It's not a non-sequitur. The usual reason people believe in a god is because some religious group says that the god exists. Those religious groups usually also claim that their god is good. If they're wrong about the goodness, why shouldn't they be wrong about the existence too?
"God exists and he is good" is mentioned as fact. The evidence of the existence of God would be his goodness - call it miracles if you will.
In a world where you perceive the absence of this goodness removes the only evidence provided. The logical consequence is not that god exists and is malevolent, the logical consequence is that the goodness is not there because God does not exist.

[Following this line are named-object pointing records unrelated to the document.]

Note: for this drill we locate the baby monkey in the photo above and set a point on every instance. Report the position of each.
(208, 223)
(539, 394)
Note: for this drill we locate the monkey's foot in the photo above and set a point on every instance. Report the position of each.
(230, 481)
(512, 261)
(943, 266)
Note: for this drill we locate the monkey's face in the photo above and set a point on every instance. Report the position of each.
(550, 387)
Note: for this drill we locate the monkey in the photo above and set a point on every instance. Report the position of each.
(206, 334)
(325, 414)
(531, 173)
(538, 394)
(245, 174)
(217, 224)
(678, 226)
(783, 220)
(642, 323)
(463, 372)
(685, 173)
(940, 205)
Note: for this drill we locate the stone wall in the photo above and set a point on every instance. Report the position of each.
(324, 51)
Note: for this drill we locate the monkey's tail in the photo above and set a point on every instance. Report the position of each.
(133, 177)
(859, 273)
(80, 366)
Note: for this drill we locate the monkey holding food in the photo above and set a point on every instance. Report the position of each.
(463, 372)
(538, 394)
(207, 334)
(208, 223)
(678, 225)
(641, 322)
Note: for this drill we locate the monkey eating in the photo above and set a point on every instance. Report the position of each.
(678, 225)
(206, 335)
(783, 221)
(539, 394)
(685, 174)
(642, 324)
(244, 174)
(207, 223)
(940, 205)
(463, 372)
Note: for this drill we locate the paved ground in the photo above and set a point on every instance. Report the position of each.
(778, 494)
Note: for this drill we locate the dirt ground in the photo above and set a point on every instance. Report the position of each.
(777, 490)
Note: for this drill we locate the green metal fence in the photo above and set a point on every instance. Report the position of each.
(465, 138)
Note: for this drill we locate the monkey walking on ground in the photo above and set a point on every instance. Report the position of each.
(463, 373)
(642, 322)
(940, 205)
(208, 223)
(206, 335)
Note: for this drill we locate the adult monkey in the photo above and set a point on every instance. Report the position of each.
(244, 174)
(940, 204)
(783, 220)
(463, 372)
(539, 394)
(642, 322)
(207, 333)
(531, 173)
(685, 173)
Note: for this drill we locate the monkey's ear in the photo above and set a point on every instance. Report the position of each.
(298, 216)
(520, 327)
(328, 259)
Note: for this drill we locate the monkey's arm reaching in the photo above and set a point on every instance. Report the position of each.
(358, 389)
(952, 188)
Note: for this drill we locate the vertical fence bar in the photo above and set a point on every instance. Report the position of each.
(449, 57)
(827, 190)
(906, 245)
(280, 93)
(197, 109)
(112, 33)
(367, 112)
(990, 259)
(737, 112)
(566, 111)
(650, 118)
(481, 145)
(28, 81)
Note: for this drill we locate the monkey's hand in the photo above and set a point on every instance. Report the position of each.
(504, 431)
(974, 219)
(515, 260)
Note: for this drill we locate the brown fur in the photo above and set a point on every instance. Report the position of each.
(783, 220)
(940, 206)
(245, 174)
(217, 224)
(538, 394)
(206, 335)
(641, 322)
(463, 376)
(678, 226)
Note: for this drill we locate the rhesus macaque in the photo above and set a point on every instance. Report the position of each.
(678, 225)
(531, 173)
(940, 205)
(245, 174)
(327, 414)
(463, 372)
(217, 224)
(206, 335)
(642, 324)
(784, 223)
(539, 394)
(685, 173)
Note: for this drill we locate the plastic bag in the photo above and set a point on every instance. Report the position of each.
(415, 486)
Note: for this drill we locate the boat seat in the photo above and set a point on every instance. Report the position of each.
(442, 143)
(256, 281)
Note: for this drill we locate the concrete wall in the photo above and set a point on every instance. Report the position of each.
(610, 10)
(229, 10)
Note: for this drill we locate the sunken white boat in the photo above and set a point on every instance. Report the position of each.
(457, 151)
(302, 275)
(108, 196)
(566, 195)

The 'miracles' can easily exist alongside his badness. I'm not sure why everyone makes it out to be either/or. There is no universal law that says being both can't logically be true. I mean, there's an easy way to prove this. If I said humans exist and humans are good, you could point out Hitler, and all it does is prove humans are good and bad, and doesn't test whether they exist. And in fact it doesn't even prove that they aren't good, just that they are also bad.
So if someone says "god exists and he is good" and all you end up doing is disputing the second statement... you didn't even touch the first.
When people say that "god isn't good, therefore he doesn't exist," they are very likely referring specifically to the Abrahamic God, and this is likely the only God they can conceive of as possibly existing.
Of course you're correct that, in the abstract, the set of potential divine deities is infinite. But most people in the Western world turning away from religion are turning away from some flavor of the Abrahamic religious complex.
It's interesting you bring up the Abrahamic God, because the old testament specifically describes Him as, among other things,
- Jealous
- "Full of wrath"
- Vengeful
- Willing to harden hearts (make people resistant to obedience)
- demanding and severe
- prone to tempting or testing people
These are not my pejorative statements, but the literal language used, at least in the English translations. It seems the idea that the Abrahamic God is just trying to make everyone's life better all the time is a more modern western invention. I don't think it was common even 150 years ago.
There are a lot of problems with trying to tease a coherent overarching narrative, much less a coherent morality, out of a canon that has nothing of the sort. There are part of the Old Testament that were likely written before the Israelites were even monotheist. The Gnostics found the contradiction so irreconcilable they decided the God of the Old Testament was really an evil god who created our fundamentally flawed material universe as a prison.
There is no "God" of the Bible per se because the "Bible" itself is a, dare I say it, social construct and "God" is a mirror that people hold up to reflect their understanding of nature and morality, and that that context is always subjective and transitory. To me that conversation that humanity has with itself over time as it tries to reconcile a chaotic and arbitrary universe is far more interesting than anything one learns in Sunday School.
That depends on how once conceives god. For instance, Anselm defined god as a being than which no greater can be conceived. If one accepts that definition, it is in fact a sequitur.